How to Choose a Quality Supplement

  • Good Manufacturing Procedures: These guidelines assure that a supplement has the identity, strength, composition, quality, and purity that appear on the label. USP and NSF perform third-party testing which certifies that a supplement has been made using these guidelines.
  • Tru-ID: Some large companies perform their own quality assurance tests. These confirm that the ingredients as represented.
  • Non-GMO: This certification insures that there are no measurable GMO ingredients in the product
  • Food-based or lab-derived: Most supplements are lab-derived. This is not a bad thing. Because companies can synthesize nutrients chemically identical to those found in nature, you get a standardized quality and quantity for less money. Lab-synthesized nutrients can also be more concentrated. Therefore, if you prefer that your supplement have whole food ingredients, you will need to take a higher dose in order to get the same benefit.
  • Non-toxic ingredients: Watch out for harmful components, such as sweeteners: corn syrup, sucralose, sugar alcohols (sorbitol) Also beware of aluminum, hydrogenated oils, talc, artificial colors and artificial flavors.
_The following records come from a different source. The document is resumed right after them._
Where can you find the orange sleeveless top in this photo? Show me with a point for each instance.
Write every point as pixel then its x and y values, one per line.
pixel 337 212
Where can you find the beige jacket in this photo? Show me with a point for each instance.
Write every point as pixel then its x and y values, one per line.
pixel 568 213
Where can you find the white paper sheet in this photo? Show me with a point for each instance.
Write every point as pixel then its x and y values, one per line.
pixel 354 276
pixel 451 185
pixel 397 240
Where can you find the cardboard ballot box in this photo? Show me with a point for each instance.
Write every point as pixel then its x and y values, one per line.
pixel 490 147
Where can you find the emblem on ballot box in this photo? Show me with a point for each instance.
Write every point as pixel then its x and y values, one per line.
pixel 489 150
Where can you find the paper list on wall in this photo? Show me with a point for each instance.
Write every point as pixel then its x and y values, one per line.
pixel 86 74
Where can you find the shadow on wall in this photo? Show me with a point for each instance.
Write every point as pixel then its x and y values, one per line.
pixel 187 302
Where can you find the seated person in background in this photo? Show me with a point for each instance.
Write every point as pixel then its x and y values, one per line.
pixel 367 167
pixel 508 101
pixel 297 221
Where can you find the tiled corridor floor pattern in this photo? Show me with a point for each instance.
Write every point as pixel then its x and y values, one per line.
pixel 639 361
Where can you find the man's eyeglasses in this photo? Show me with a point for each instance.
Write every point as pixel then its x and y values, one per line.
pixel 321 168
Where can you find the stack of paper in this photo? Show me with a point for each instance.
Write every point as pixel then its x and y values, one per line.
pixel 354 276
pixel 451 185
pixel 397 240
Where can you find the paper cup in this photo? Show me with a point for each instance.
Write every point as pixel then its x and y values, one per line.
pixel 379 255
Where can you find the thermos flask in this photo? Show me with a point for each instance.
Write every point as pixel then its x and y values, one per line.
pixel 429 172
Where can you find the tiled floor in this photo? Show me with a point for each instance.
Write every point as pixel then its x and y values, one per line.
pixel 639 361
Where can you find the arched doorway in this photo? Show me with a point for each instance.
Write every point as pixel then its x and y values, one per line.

Reputable Supplement Companies

There are way more supplement companies than I can list. The following are some of the most reputable:

  • Thorne
  • Pure Encapsulations
  • Metabolic Maintenance
  • Metagenics
  • Designs for Health
  • Integrative Therapeutics
  • Innate Response
  • Allergy Research
  • Life Extension
  • Vital Nutrients
  • Seeking Health
  • Jarrow
  • Xymogen
  • Synergy
  • Garden of Life
  • Dr. Mercola
  • Biotics
  • DaVinci Labs
  • Quicksilver Scientific
  • Renew Life
  • Gaia Herbs

Unfortunately, the supplement companies at the bottom of the barrel are the ones for the big box stores. That is because they incorporate cheap, inactive forms of nutrients you cannot absorb well. These companies use sweeteners and artificial colors and flavors to make the product more appealing.  They may use talc for a filler. Their products contain allergenic ingredients such as caramel color (gluten) and whey (dairy).

If you are going to put your money into supplements, choose wisely so that you don’t literally flush your nutrients down the toilet.